Genaue Zahlen zur Nutzung von AID-Technologien gibt es nicht, wie das Deutsche Ärzteblattberichtet. Die Nutzung der Insulinpumpentherapie bei Kindern und Jugendlichen liege geschätzt bei etwa 80 Prozent. CGM-Systeme würden von mehr als 90 Prozent genutzt.

Erstattung der AID-Systeme sollte für alle Patienten möglich sein

CGM-Systeme und Insulinpumpen würden bei Kindern und Jugendlichen bewilligt und auch erstattet. „Kinder unter sechs Jahren werden schon jetzt immer mit Insulinpumpen und Sensoren versorgt“, sagte Ziegler. Bei Jugendlichen müsse hingegen der Vorteil in einigen Fällen noch begründet werden, in der Regel würden diese dann aber erstattet. „Auch die Erstattung der AID-Systeme sollte schon jetzt mit der richtigen Begründung für alle Patienten mög­lich sein.“ Durch die neuen Empfehlungen in der Leitlinie erhoffe man sich hierbei weitere Erleichterungen.

Die neuen Leitlinien für Kinder und Jugendliche beschäftigen sich auch mit den Themen Telemedizin, Ernährungstherapie, Risikofaktoren, Früherkennung und Prävention. Auch die wichtige Phase der Transition wird jetzt in einem eigenen Kapitel behandelt. Damit ist der Wechsel von Jugendlichen von der pädiatrischen zur erwachsenen Gesundheitsversorgung gemeint.
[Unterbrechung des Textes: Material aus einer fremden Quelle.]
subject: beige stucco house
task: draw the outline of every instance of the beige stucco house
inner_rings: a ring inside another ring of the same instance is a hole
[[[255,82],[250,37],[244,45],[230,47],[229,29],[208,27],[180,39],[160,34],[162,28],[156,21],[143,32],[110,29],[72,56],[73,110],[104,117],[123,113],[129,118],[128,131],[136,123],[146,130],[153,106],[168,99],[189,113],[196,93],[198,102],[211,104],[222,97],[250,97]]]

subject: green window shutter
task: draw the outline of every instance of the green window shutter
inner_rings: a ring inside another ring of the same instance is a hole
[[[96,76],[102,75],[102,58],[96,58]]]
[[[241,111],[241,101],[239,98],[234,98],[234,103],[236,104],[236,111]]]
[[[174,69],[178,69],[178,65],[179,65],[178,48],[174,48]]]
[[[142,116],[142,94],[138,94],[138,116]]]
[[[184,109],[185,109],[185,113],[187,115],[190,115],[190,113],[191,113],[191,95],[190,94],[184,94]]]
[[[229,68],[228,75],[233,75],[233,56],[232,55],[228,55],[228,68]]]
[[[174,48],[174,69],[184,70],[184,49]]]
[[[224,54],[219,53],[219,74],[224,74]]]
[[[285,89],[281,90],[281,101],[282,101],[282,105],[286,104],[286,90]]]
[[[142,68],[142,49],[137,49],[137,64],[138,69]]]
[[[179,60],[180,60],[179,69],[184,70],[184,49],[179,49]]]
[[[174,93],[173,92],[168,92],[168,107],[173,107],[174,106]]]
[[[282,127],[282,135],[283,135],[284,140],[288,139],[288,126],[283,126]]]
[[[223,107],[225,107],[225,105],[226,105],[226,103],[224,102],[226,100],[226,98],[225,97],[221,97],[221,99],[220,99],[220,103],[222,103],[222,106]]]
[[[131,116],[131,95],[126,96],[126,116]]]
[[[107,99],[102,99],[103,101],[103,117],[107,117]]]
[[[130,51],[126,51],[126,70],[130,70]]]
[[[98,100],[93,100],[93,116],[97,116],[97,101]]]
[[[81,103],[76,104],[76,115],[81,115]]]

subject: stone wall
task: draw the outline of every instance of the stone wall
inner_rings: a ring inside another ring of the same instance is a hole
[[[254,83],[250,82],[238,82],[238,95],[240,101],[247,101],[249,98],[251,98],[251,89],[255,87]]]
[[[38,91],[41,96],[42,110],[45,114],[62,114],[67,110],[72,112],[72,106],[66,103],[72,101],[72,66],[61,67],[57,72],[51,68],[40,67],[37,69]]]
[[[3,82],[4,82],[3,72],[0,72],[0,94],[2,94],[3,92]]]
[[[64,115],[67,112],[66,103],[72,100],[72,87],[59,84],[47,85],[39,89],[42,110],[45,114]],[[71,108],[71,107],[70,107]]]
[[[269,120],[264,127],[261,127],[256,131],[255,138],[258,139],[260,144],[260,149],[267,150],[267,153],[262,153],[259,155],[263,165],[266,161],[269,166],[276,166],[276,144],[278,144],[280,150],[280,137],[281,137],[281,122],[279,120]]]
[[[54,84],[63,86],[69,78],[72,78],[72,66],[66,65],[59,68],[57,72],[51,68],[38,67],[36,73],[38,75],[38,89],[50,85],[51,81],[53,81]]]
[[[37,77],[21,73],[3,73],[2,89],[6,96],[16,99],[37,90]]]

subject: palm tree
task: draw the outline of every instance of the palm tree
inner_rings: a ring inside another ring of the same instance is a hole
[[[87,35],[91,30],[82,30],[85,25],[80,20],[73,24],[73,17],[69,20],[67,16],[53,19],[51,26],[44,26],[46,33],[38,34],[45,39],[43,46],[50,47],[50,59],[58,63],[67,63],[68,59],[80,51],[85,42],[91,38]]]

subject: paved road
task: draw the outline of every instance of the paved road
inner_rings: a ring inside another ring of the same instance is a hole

Auf dem Weg zum Erwachsenwerden rückt Diabetes oft aus dem Blickfeld

In der Zeit der Transition übergeben die Eltern das Krankheitsmanagement nach und nach ihren Kindern. Nach dem Schulabschluss stehen Berufseinstieg oder Wohnortwechsel für ein Studium an. Manchmal verschieben sich auch einfach die Prioritäten der Heranwachsenden und der Diabetes rückt zu sehr aus dem Fokus. „Die Leitlinie gibt nun wertvolle Empfehlungen dazu, wie junge Menschen adäquat und bestmöglich behandelt werden können, sodass sie möglichst ein Leben ohne Einschränkungen führen können und eine optimale Betreuung erhalten“, so Ziegler.